Desde el Salón de Columnas del Palacio Real —escenario cargado de simbolismo por haber albergado la firma del tratado de adhesión a la Comunidad Económica Europea— Felipe VI trazó una línea directa entre la Transición, la Constitución y la integración europea. Tres hitos que, en su relato, comparten un mismo denominador: el compromiso colectivo y la renuncia a los maximalismos. Sin embargo, el énfasis en la épica del consenso contrasta con un presente marcado por la fragmentación política, el descrédito institucional y una ciudadanía crecientemente distante del debate público.

El rey español reconoció de forma explícita el malestar social provocado por el aumento del coste de la vida, la dificultad de acceso a la vivienda y la incertidumbre laboral derivada de los avances tecnológicos. Pero su advertencia —que estos desafíos no se resuelven “ni con retórica ni con voluntarismo”— suena paradójica en un discurso que, precisamente, se mueve en el terreno de las exhortaciones generales, sin descender al incómodo terreno de las responsabilidades concretas.

Especialmente significativa fue su referencia al “hastío, desencanto y desafección” que genera la tensión política. Felipe VI señaló a los extremismos, radicalismos y populismos como beneficiarios de la crisis de confianza democrática, pero evitó entrar en las causas estructurales que alimentan ese fenómeno: la desigualdad persistente, la precariedad juvenil o la percepción de impunidad y falta de ejemplaridad en las élites públicas.

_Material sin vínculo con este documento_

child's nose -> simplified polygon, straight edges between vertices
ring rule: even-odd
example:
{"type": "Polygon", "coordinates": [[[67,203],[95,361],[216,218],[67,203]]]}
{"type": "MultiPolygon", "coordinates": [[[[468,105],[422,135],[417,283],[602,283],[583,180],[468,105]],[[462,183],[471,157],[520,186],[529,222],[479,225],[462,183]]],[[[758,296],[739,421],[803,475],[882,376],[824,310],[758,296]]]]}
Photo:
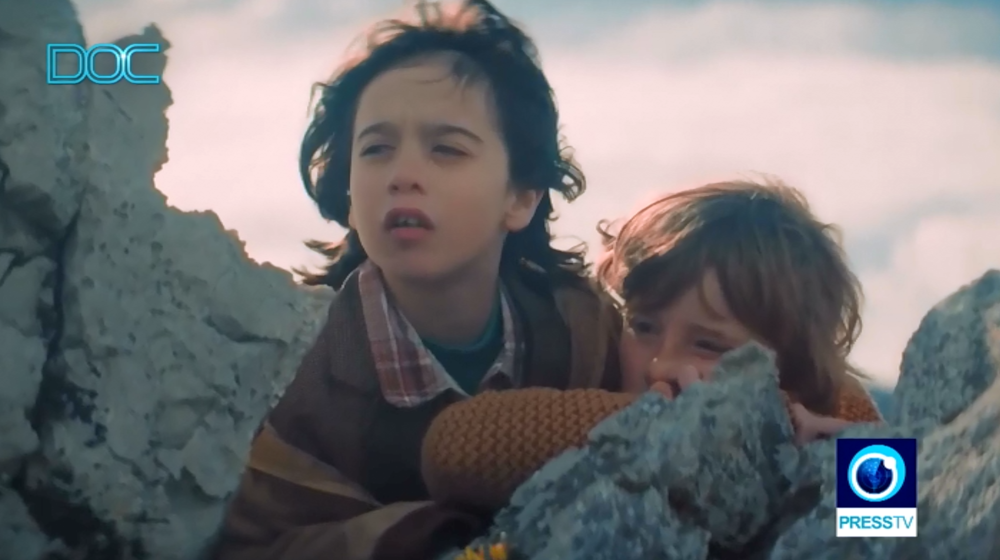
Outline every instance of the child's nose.
{"type": "Polygon", "coordinates": [[[423,193],[424,162],[412,149],[403,147],[393,162],[392,176],[389,178],[389,192],[392,194],[423,193]]]}
{"type": "Polygon", "coordinates": [[[664,360],[656,358],[646,371],[646,385],[652,387],[656,383],[676,385],[680,389],[701,380],[698,368],[680,360],[664,360]]]}

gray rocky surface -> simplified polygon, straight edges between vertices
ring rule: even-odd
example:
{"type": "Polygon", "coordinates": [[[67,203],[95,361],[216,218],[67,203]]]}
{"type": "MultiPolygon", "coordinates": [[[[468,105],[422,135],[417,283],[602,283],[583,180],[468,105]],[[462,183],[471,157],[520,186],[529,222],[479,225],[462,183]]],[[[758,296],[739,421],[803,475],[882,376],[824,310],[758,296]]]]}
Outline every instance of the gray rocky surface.
{"type": "Polygon", "coordinates": [[[167,205],[165,84],[48,85],[53,42],[68,0],[0,0],[0,558],[195,558],[328,294],[167,205]]]}
{"type": "MultiPolygon", "coordinates": [[[[0,558],[194,559],[329,294],[155,190],[165,84],[47,85],[52,42],[84,42],[69,0],[0,0],[0,558]]],[[[492,536],[540,560],[1000,558],[998,372],[990,272],[921,323],[888,423],[845,434],[920,438],[916,539],[833,538],[833,444],[791,444],[756,347],[599,426],[492,536]]]]}
{"type": "Polygon", "coordinates": [[[885,424],[918,438],[918,536],[837,538],[835,440],[791,444],[767,352],[727,356],[711,384],[646,395],[515,493],[480,546],[518,558],[1000,558],[1000,271],[935,306],[905,351],[885,424]]]}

La llamada a no cruzar “líneas rojas”, al respeto en el lenguaje y a la ejemplaridad de los poderes públicos se inscribe en el papel arbitral que la Corona se atribuye desde la Constitución. No obstante, el mensaje vuelve a situar el foco en una responsabilidad difusa —“¿qué podemos hacer cada uno de nosotros?”— que diluye el peso de quienes ostentan mayor capacidad de decisión política y económica.

Un discurso cada vez más alejado

Felipe VI cerró su intervención reivindicando a España como “un proyecto compartido”, una fórmula ya habitual en sus discursos, sin que las nacionalidades o el ataque al euskera tengan sitio en ese discurso más allá del habitual Eguberri On. Pero el tono pedagógico y moralizante del mensaje deja la sensación de que su monarquía sigue anclada en un lenguaje de concordia que, aunque bienintencionado, parece cada vez más alejado de una ciudadanía que no solo demanda unidad, sino soluciones tangibles.

Cincuenta años después de la Transición, el rey invoca sus lecciones como antídoto frente a la polarización. La incógnita es si ese relato, construido desde la memoria del consenso, resulta suficiente para un presente que exige algo más que apelaciones al pasado. Una condena a la dictadura franquista hubiera sido un punto de partida pero prefirió pasar por alto, lo mismo que los últimos escándalos protagonizados por su padre, Juan Carlos I.